Tatsuya Kaneno 1,*, Akihiro Sato 1, Kazunori Akizuki 2, Arisa Yamaguchi 3, Kiyoshi Yasaki 1, Yoshifumi Morita 4
PMCID: PMC5890235  PMID: 29643609

Abstract

[Purpose] To ensure that elderly individuals continue performing their activities of daily living, rehabilitation specialists have focused on several intervention programs, including programs that help maintain the functionality of digits. Grasping motion, including the ability to adjust grip, both spatially and temporally, is important for the elderly to continue independent living. The iWakka is a device used to measure the adjustability of grasping force and developed in Japan in 2012. This study aimed to evaluate the range of error of the iWakka, and verify its usefulness for evaluating adjustability of grasping force in elderly subjects. [Subjects and Methods] In 36 community-dwelling elderly subjects, over 65 years old, two readings of adjustability of grasping force, in the dominant and non-dominant hands were obtained using the iWakka, and a Bland-Altman analysis of the data was performed. [Results] The results demonstrated significant fixed bias in the dominant and non-dominant hands, but no significant proportional bias was observed. The limits of agreement were −2.8 to 4.4 g for dominant hand and −2.6 to 3.9 g for non-dominant hand. [Conclusion] Therefore, it is possible to measure the efficacy of interventions and detect declines in adjustability of grasping force using iWakka. Interventional programs can be designed for daily life based on the grasping force results shown by iWakka.

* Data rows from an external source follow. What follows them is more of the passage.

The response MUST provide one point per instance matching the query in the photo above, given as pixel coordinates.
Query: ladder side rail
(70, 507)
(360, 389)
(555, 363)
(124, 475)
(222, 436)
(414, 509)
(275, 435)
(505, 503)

Key words: Bland-Altman analysis, Adjustability for grasping force, iWakka

INTRODUCTION

The number of elderly people is increasing worldwide and is expected to continue to increase in the future1). In particular, Japan has the highest rate of growth in the proportion of elderly people and the problems related to higher proportions of elderly people are gaining international attention1). The ability to perform activities of daily living (ADLs) has been reported to decline with age2). Therefore, it is important to support elderly people so that they can continue to carry out their ADLs.

Rehabilitation specialists help the elderly so that they can live independently in the community. The digits in particular perform many functions such as gripping, grasping, pinching, hooking, scooping, and holding objects; thus, they play an important role in carrying out ADLs3). Thus, intervention programs are often designed for daily life based on the results of an evaluation of digital function. In evaluating this, grasping force is an important factor in predicting autonomy in daily life, and the usefulness of evaluating grasping force has been previously reported4, 5). Additionally, because grasping force is easily measured, it is often used in the clinical setting. However, to take purposive and efficient actions, one’s abilities in “temporal” (i.e. quickly or slowly), “strength” (i.e. with reasonable strength), and “spatial” (i.e. exactly in the intended direction) adjustments have been reported as necessary6). Furthermore, even in grasping motions, not only maximum muscle strength, but also the ability to adjust the strength of force, temporally and spatially (hereafter referred to as adjustability for grasping force, AGF), depending on the shape, weight, and material of an object, without dropping it, is required in daily life.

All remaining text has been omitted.